Welche Geschichte wollen wir schreiben? EU-Umfragen zeigen: Sieben von zehn Europäern wünschen sich eine gemeinsame Migrationspolitik, eine große Mehrheit wünscht eine gemeinsame EU-Außen- und Verteidigungspolitik. Keiner will es wahrhaben, aber die EU steht im wirtschaftlichen Wettbewerb gut da: in puncto Wachstum hat die EU jüngst sogar die USA überholt. Und die Exporterfolge werden ohne Lohn- oder Währungsdumping erzielt.

 

Mehr Europa zulassen

Die EU hat uns allen bisher gute Dienste erwiesen – nicht nur wirtschaftlich. Aber wird sie uns helfen, die Herausforderungen der Zukunft besser zu bewältigen? Wer kann die Welt mit ihren Ungleichgewichten besser meistern?

Die größte Gefahr für Europa lauert nicht „draußen vor der Tür“, sondern im Inneren. In Identitätsdebatten, im Rückzug auf den Nationalstaat, der im 21. Jahrhundert keine Lösung für die großen Herausforderungen mehr bieten kann. Realistische Erwartungen und eine emotionale Aufladung sind der Schlüssel für Europa. Mehr von Europa zu erwarten hieße, mehr Europa zuzulassen. Eine volle politische Union scheitert aber auf absehbare Zeit. Das gemeinsame Handeln sollte sich daher auf Felder konzentrieren, in denen die EU Wert schafft: bei Sicherheit, Freiheit und Wohlstand.

 

Abbau der Überregulierung

Die Gründungsidee, dass Integration Konflikten vorbeugt, gewinnt weiter an Relevanz. Seit die USA mit Trump einen sicherheitspolitischen Richtungswechsel vollziehen, ist man endlich bereit, das Heft in die Hand zu nehmen. Und dem gemeinsamen Markt können wir durch Abbau von Überregulierung weitere Dynamik schenken.

Was ist aber mit dem Europa-Gefühl? Genauso wie ein Ehevertrag kein Garant für eine glückliche Ehe ist, wird die Liebe zu Europa nicht mit der Weiterentwicklung des Regelwerks automatisch wachsen. Nur was man kennt und in seiner Andersartigkeit respektiert, kann man auch lieben. Erasmusprogramme und gemeinsame Projekte sind der richtige Weg, allerdings hauptsächlich für die Eliten.
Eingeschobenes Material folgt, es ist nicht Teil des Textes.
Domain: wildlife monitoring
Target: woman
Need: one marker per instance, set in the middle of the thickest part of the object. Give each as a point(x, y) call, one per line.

Gerade für Arbeiter, Lehrlinge und ältere Generationen müssen Vorurteile und Barrieren abgebaut werden. Nur so wird man erfahren können, dass die eigene nationale Identität durch die europäische Dimension nicht ersetzt oder geschwächt, sondern ergänzt und verstärkt wird. Wir Europäer müssen ein neues, positives Verhältnis zu unserer einmaligen, wertvollen Wertegemeinschaft entwickeln: Nur mit weniger Zweifel und Erwartungen und mit mehr Zuversicht und Liebe geht Europa gestärkt und aktiv in die Zukunft.

Dr. Antonella Mei-Pochtler ist Senior Partnerin & Geschäftsführerin der Boston Consulting Group. Sie ist in Rom geboren, hat in München und Fontainebleau studiert und lebt in Wien.